"My wife plays it also, and she is very strong and agile from the exercise," said Mr. Jackson; "I hope you will meet her next month when I return, as she will probably go to London with me."

I expressed pleasure at the thought, and noticed that Doctor Jackson was really quite a good-looking man, and there was no reason in the world why he should not possess a very pretty wife.

His clean-shaven face, lined, it is true, as though he had spent much time at physical exertion of the heavier sort, was handsome enough. A large, high nose, not badly shaped, set in between two steel-blue eyes, wide apart, and his mouth, although thin-lipped and hard-looking, was not ugly, and his teeth were large, even, and snow-white.

Altogether he was a man of strength and character from his appearance, and I remembered him for his kindness—and cigars.

Three weeks later, upon the return voyage, he came aboard and told me he would bring his wife aboard the next morning, and was just then seeing to his room, which was amidships, and upon the lower or main deck, just above the express room and over the steel safe.

He asked me if I thought the noise from below would disturb them, his wife being a nervous woman and irritable. I knew no sounds of any consequence would penetrate the deck, which was steel, and assured him that the voyage would be most pleasant, as the time of year was fine upon the western ocean.

The next day I was too busy to notice the couple, but when we were at sea and had made our departure, allowing me to go below to dinner, I found that Doctor Jackson and his wife were seated at my table about midway down the row of seats.

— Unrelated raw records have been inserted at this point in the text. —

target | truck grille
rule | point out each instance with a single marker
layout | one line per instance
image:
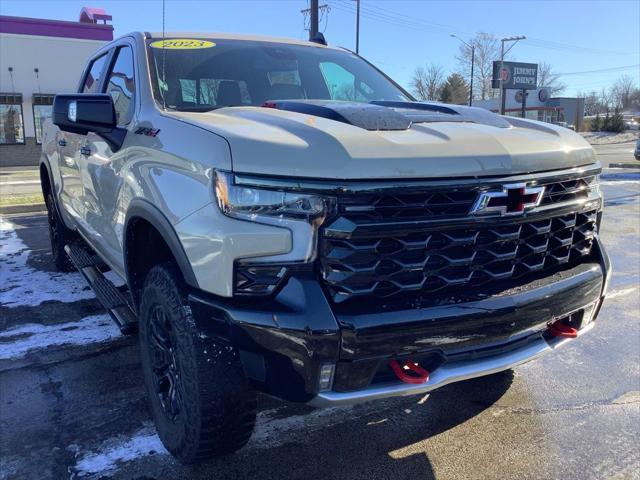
(453, 203)
(373, 264)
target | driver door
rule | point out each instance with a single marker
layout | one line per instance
(102, 165)
(72, 194)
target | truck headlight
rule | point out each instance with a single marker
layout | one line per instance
(251, 203)
(301, 213)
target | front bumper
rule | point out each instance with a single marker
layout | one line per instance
(283, 342)
(448, 373)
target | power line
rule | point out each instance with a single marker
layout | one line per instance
(612, 69)
(388, 16)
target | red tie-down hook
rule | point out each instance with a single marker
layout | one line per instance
(409, 372)
(559, 329)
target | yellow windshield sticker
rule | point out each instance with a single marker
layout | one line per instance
(182, 44)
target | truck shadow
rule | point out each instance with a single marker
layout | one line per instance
(379, 440)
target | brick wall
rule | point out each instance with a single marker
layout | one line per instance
(20, 155)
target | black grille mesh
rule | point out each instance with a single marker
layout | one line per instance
(386, 266)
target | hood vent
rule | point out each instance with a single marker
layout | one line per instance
(383, 116)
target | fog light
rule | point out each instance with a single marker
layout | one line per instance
(326, 376)
(258, 279)
(587, 314)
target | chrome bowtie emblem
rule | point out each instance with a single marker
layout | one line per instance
(513, 199)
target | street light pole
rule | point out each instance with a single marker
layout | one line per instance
(473, 59)
(502, 54)
(313, 24)
(357, 27)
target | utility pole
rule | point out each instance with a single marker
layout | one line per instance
(515, 40)
(357, 27)
(473, 61)
(313, 26)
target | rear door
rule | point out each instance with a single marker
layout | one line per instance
(102, 165)
(69, 144)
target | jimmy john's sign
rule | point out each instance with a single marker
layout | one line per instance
(515, 75)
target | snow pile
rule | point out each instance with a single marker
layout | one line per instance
(18, 341)
(21, 285)
(143, 443)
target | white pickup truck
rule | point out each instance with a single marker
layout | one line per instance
(287, 219)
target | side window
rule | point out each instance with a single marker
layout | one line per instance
(121, 85)
(92, 80)
(342, 84)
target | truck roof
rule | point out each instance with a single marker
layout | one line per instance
(235, 36)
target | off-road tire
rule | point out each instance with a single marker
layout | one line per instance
(217, 408)
(59, 235)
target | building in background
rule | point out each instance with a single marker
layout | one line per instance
(39, 58)
(540, 106)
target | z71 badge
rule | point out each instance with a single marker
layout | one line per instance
(149, 132)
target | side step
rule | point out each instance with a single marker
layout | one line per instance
(106, 292)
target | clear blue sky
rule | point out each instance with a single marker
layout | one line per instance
(574, 36)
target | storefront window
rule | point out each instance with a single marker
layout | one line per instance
(42, 107)
(11, 124)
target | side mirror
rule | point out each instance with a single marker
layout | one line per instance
(82, 113)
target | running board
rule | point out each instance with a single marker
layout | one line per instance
(106, 292)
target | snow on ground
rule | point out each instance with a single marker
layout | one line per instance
(105, 462)
(16, 342)
(272, 429)
(619, 176)
(16, 290)
(604, 138)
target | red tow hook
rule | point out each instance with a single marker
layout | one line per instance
(410, 372)
(559, 329)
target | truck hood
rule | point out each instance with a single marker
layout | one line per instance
(270, 141)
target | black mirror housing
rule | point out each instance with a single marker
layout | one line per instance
(82, 113)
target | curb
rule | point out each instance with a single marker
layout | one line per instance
(28, 208)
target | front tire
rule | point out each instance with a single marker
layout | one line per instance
(59, 235)
(202, 404)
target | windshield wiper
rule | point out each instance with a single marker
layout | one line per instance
(198, 108)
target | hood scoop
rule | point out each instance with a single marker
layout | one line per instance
(363, 115)
(383, 115)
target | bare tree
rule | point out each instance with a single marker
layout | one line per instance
(592, 103)
(623, 92)
(548, 78)
(455, 90)
(487, 49)
(426, 83)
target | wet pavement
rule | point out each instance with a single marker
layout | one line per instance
(72, 404)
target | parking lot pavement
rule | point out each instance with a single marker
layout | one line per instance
(72, 403)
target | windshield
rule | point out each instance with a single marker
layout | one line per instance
(198, 74)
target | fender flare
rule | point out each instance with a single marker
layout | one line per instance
(142, 209)
(44, 161)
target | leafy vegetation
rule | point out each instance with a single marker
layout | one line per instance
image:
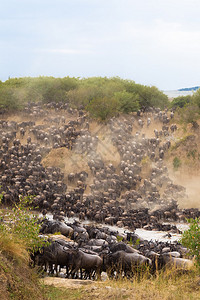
(181, 101)
(191, 239)
(20, 225)
(103, 97)
(176, 163)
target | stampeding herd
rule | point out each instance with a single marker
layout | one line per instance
(127, 194)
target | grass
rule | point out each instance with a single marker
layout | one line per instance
(18, 281)
(168, 285)
(181, 141)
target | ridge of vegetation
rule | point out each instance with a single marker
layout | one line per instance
(102, 97)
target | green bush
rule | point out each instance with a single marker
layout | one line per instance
(191, 239)
(181, 101)
(24, 225)
(176, 163)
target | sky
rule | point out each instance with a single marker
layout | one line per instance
(153, 42)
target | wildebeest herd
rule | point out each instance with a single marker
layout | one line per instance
(135, 192)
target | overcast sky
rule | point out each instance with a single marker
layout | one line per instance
(153, 42)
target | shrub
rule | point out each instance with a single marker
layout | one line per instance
(191, 239)
(176, 163)
(22, 225)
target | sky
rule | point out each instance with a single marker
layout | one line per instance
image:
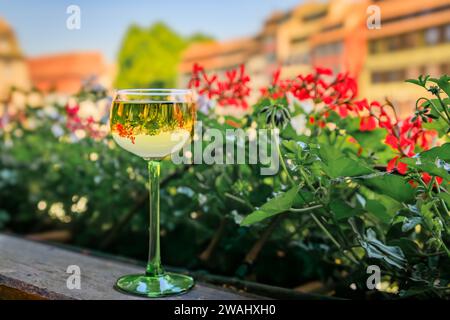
(41, 25)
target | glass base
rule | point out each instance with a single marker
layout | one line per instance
(167, 284)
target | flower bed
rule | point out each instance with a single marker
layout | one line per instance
(359, 189)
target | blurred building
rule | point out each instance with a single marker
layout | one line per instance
(65, 73)
(414, 39)
(13, 67)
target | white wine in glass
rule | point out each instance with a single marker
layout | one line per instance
(153, 124)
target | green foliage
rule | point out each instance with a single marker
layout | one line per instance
(149, 57)
(328, 213)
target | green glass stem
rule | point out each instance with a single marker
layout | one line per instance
(154, 267)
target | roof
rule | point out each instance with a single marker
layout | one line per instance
(65, 72)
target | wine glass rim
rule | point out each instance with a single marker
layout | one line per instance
(154, 92)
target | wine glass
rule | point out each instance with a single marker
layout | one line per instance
(153, 124)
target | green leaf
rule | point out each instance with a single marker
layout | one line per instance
(411, 223)
(376, 249)
(444, 83)
(378, 210)
(371, 140)
(445, 197)
(442, 153)
(346, 167)
(393, 186)
(342, 210)
(281, 203)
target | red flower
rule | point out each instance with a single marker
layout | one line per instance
(426, 177)
(401, 167)
(234, 90)
(324, 71)
(368, 124)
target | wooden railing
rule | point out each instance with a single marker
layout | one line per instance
(33, 270)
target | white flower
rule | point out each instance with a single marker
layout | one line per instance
(88, 109)
(299, 123)
(34, 99)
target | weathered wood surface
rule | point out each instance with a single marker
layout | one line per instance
(32, 270)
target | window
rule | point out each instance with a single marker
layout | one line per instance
(388, 76)
(4, 44)
(444, 68)
(447, 33)
(314, 16)
(432, 36)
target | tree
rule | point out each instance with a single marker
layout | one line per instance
(149, 57)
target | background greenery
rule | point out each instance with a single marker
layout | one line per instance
(149, 57)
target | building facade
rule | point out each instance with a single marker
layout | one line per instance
(13, 67)
(412, 39)
(65, 73)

The minister nodded to me, and his wife smiled pleasantly. Her back was to the ports, and the light was bad, but I saw that she was about thirty, and very masculine in her appearance.

She had a very good complexion, rosy and healthy, but her face had a peculiar hardness, a settling about the corners of the mouth that boded ill for any one who crossed her temper. I made up my mind to feel sorry for the doctor. Her voice I could hear very indistinctly, but it had a sort of hardness, a suppressed tone of assumed smoothness which I did not like.

At eight bells that night when the day's work allowed me to get my time below, I met them as I left the bridge. The doctor introduced me to the lady, who stood tall and commanding in the darkness. She murmured something indefinite, but acknowledged me without offering her hand.